Oligodendrocyte precursor cells comprise about 5% of all cells in the brain — meaning the synapses they form with neurons could be relevant to many disease conditions, including the formation of cancerous tumors.
Li added that prior research has revealed that OPCs have a role in a variety of neurodegenerative ailments, including demyelinating disorders like MS, neurodegenerative diseases like Alzheimer’s, and even psychiatric disorders like schizophrenia.
Li believes that by demonstrating the basic function of the synapse between neurons and OPCs, the study could lead to novel strategies of manipulating OPC function to affect disease development. For example, these synapses could be critical in encouraging remyelination in diseases like MS, when myelin has been damaged. In MS, this degeneration can impede or block the electric signals that allow people to see, move their muscles, feel sensations, and think.

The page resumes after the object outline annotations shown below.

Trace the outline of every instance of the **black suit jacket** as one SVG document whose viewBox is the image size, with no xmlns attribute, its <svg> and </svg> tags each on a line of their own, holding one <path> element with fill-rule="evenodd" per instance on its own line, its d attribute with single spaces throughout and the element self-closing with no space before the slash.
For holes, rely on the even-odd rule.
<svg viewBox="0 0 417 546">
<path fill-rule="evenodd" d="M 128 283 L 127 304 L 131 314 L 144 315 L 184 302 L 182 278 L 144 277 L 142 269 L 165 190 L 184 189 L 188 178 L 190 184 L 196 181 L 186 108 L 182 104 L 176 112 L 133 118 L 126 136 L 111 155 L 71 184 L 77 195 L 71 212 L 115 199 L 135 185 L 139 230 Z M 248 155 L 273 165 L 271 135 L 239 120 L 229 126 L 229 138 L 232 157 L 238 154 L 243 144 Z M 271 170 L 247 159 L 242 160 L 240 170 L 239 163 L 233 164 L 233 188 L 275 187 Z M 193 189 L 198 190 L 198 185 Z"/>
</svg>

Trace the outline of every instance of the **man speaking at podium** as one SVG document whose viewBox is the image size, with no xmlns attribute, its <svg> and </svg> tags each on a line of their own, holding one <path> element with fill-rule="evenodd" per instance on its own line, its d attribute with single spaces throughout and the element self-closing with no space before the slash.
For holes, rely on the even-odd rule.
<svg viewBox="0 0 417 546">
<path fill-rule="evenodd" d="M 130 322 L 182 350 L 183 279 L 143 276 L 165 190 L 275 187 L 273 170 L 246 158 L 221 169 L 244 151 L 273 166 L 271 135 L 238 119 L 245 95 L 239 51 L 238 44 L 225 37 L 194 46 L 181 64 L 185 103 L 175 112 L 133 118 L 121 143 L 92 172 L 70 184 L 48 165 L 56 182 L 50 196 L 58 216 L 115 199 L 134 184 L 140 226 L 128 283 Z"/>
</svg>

“There may be a way to intervene so that you can increase the myelin sheath,” he said.
Monk believes the discovery may be most immediately relevant to cancer.
“In glioma, these synapses are hijacked to drive tumor progression,” she went on to say. “It may be possible to modulate the synaptic input involved in tumor formation, while still allowing for normal synaptic signaling.”
Even though these precursor cells account for around 5% of all human brain cells, only a small proportion develop into oligodendrocytes.
“It’s becoming pretty clear that these OPCs have other functions aside from forming oligodendrocytes,” Monk went on to say. “From an evolutionary perspective, it doesn’t make sense to have so many of these precursor cells in your brain if they’re not doing something.”
Their synaptic link to neurons so likely performs a basic role in the brain and is worthy of further investigation, she stated.